Saṃyukta Āgama

195. Impermanent and Suffering

Translated from Taishō Tripiṭaka volume 2, number 99

Thus have I heard. At one time, the Buddha was in Śrāvastī, in the Jeta Grove, in Anāthapiṇḍada’s Park. At that time, the Bhagavān said to the bhikṣus, “Everything is impermanent. Why is everything impermanent? That is to say, [1] the eye is impermanent. Whether there is form, eye-consciousness, eye-contact; whether there is eye-contact which conditions arising sensations: awareness of suffering, awareness of joy, awareness of neither suffering nor joy: those are also impermanent. It is also such as this for [2] the ear, [3] nose, [4] tongue, [5] body, and [6] thought.
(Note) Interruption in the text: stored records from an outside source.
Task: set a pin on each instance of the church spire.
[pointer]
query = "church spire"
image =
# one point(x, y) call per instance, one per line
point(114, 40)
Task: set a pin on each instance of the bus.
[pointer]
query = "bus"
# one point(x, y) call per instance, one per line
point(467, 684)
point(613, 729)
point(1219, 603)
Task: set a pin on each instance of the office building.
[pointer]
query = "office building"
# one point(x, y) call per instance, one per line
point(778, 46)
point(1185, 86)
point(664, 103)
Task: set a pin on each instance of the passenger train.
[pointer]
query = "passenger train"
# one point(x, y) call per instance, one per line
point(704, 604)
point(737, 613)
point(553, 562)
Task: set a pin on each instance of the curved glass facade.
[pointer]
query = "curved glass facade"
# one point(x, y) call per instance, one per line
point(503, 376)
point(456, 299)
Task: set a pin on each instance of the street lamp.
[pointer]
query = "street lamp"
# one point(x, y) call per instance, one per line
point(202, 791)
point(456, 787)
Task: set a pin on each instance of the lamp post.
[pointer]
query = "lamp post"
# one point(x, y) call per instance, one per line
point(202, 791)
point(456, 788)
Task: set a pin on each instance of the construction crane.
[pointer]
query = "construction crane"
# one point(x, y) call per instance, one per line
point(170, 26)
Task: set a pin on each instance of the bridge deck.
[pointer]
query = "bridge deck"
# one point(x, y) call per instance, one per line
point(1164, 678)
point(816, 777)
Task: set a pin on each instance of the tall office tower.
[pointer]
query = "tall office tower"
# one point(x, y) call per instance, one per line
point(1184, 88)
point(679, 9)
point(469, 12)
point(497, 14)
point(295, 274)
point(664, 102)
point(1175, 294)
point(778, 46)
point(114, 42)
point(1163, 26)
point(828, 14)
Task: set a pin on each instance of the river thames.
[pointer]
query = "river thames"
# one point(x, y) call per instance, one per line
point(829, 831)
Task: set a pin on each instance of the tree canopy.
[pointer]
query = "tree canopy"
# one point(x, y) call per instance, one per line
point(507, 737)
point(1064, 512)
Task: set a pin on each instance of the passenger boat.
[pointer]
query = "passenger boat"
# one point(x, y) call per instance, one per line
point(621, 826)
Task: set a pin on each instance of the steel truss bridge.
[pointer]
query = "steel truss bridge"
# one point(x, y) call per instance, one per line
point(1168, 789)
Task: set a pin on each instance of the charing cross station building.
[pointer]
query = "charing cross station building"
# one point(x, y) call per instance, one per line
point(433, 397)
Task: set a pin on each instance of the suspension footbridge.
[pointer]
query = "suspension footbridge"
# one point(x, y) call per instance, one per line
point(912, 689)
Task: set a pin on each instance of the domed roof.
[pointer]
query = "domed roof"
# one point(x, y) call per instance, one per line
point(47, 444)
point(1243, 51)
“The well-learned noble disciple thusly observes, giving rise to dispassion toward [1] the eye. Whether there is form, eye-consciousness, eye-contact, or eye-contact conditioning the arising of sensations: awareness of suffering, awareness of joy, or awareness of neither suffering nor joy, he gives rise to dispassion toward these. Toward the [2] ear, [3] nose, [4] tongue, [5] body, [6] thought, [2] sounds, [3] scents, [4] tastes, [5] sensations... toward [6] dharmas, thought consciousness, and mental contact; mental contact conditioning the arising of sensations: awareness of suffering, awareness of joy, awareness of neither suffering nor joy, he gives rise to dispassion for these. Dispassion causes one not to take joy in these, and not taking joy in these causes liberation and the knowledge and vision of liberation: ‘My births have been finished. Brahmacarya has been established. What was to be done has been done, and there is self-knowledge of no further existence.’”

After the Buddha had spoken this sūtra, the bhikṣus heard what the Buddha had said, and joyfully practiced in accordance.

(As with the sūtra on impermanence, it is said like this for suffering, emptiness, and without-self.)